- Training objectives
General Objectives:
The Data Science Program, with a specialization in Data Science for Innovation in Economics and Business, is designed with an application-oriented approach to educate graduates who possess strong political qualities, professional ethics, and a high sense of social responsibility. The program equips students with a solid foundation in mathematics and statistics, computational thinking, programming skills, as well as knowledge in economics and business.

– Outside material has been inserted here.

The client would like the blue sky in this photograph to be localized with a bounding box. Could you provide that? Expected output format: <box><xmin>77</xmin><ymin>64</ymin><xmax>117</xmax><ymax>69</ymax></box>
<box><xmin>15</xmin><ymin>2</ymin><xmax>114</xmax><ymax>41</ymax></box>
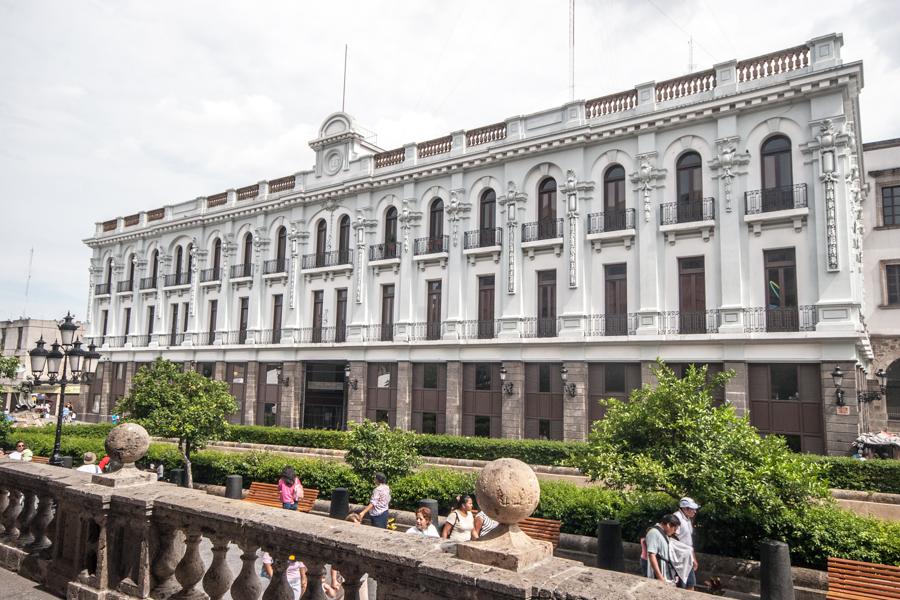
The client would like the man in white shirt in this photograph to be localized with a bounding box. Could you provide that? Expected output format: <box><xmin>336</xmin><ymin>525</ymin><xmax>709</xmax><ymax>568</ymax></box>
<box><xmin>674</xmin><ymin>497</ymin><xmax>700</xmax><ymax>590</ymax></box>
<box><xmin>76</xmin><ymin>452</ymin><xmax>103</xmax><ymax>474</ymax></box>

Graduates are expected to demonstrate logical, systematic, and critical thinking, along with in-depth expertise in Data Science. They are proficient in practical skills, foreign languages, and professional tools, and are capable of innovation, autonomy, independent and collaborative work, and lifelong learning. Furthermore, they are well-prepared to adapt and contribute to sustainable development in the context of digital transformation and international integration.
Specific Objectives:
The program aims to educate a cohort of highly qualified Data Science graduates who possess the capabilities to adapt to and lead in the context of digital transformation and global innovation. Specifically:
PO1: Demonstrate a solid foundational knowledge of Data Science, including data analytics and applications for innovation in economics and business, as well as data engineering and data management for innovation in economics and business; effectively integrate this knowledge with economics, business, and innovation to address real-world problems.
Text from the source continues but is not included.